Não sei se você se lembra, mas escrevi com entusiasmo alguns anos atrás a respeito do projeto do Google de reproduzir todos os livros do mundo em formato digital. Foi aqui mesmo, no Caderno 2. A ideia da empresa era escanear, obra por obra, tudo que havia nas bibliotecas da cidade de Nova York e do Congresso americano, e nas universidades de Berkeley e Stanford e Michigan e Oxford, entre outras. A empresa ofereceria, depois, acesso às informações através do mecanismo de busca que todos nós, ou quase todos nós, já conhecemos. Poder-se-ia digitar uma frase, por exemplo, ou uma palavra, para saber onde e quando foi empregada ao longo da história.

MATTHEW SHIRTS, O Estado de S.Paulo

20 de dezembro de 2010 | 00h00

É muito livro. No meu tempo de faculdade, no século passado, cheguei a trabalhar na biblioteca de Berkeley, também conhecida como a Universidade da Califórnia. Minha tarefa principal era colocar os livros de volta. No lugar certo. A emoção ficava por conta dos constantes treinamentos de abandono do prédio. Como fora construído no século retrasado e como a região é sujeita a terremotos, corríamos o risco, eu e meus colegas, de morrer soterrados debaixo de 6 milhões de volumes.
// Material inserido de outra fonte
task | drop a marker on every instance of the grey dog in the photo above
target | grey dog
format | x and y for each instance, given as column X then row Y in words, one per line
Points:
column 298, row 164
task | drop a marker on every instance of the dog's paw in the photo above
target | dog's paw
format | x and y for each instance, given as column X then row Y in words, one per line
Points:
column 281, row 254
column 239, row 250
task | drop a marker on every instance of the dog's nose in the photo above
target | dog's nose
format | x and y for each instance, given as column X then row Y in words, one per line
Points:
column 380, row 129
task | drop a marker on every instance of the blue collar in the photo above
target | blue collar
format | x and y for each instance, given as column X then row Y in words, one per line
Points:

Era aí que eu queria chegar, ao número. Se somente na biblioteca principal de Berkeley havia 6 milhões de livros, imagine quantos o Google não vai digitalizar, ou melhor, já digitalizou.

Escrevi sobre o projeto há uns cinco anos, acredito, com base em uma longa reportagem da revista New Yorker. Tento acompanhar o assunto de lá para cá, mas as informações rarearam. Li, aqui e acolá, que o Google sofreu diversos processos por parte de editoras e autores que reclamam direitos autorais. Soube que alguns acordos foram feitos, mas pouco mais do que isso.

Isso até a semana passada, quando lançaram os primeiros resultados do projeto. Agora vai. As informações permitem aos pesquisadores medirem com que frequência aparece um termo ao longo da história. No início do século 19, para dar um exemplo, a palavra "men", homem em inglês, era utilizada quase 7 vezes mais do que "women". Essas frequências foram mudando ao longo dos últimos 200 anos. É possível acompanhá-las através de gráficos. Resultado: sabe-se que se escreve nos livros, hoje, mais sobre mulher do que de homem. Vocês ultrapassaram a gente por volta de 1990. Não sei se é um bom sinal. Haverá controvérsias, imagino.

Deus, ou melhor, "God", aparecia 18 vezes em cada 10 mil palavras por volta de 1840. Sua utilização nos livros caiu sistematicamente na segunda metade do século até atingir o patamar de 4 vezes em 10 mil no começo do século 20. De onde talvez seja possível concluir que a teoria de evolução de Charles Darwin, lançada em meados do século 19, teve o mesmo impacto que ele temia: minou a importância da religião.

É curioso notar, também, que Jimmy Carter recebe o dobro de menções que Che Guevara, nos dias de hoje, pelo menos nos 5,2 milhões de livros e 2 bilhões de palavras liberados para consulta (o número ainda é restrito, em função dos processos em andamento na Justiça). Também é interessante constatar que a popularidade da Marilyn Monroe só cresce.

Há quem teme o poder de tanta informação nas mãos de uma única empresa. Entendo a preocupação, mas, no meu caso, ela é obnubilada pelas perspectivas de novos entendimentos abertas por esse gigantesco banco de dados. Desconfio que ele vai nos permitir reescrever a História. A humanidade ganhará novas narrativas sobre seu passado. O futuro não será mais o mesmo.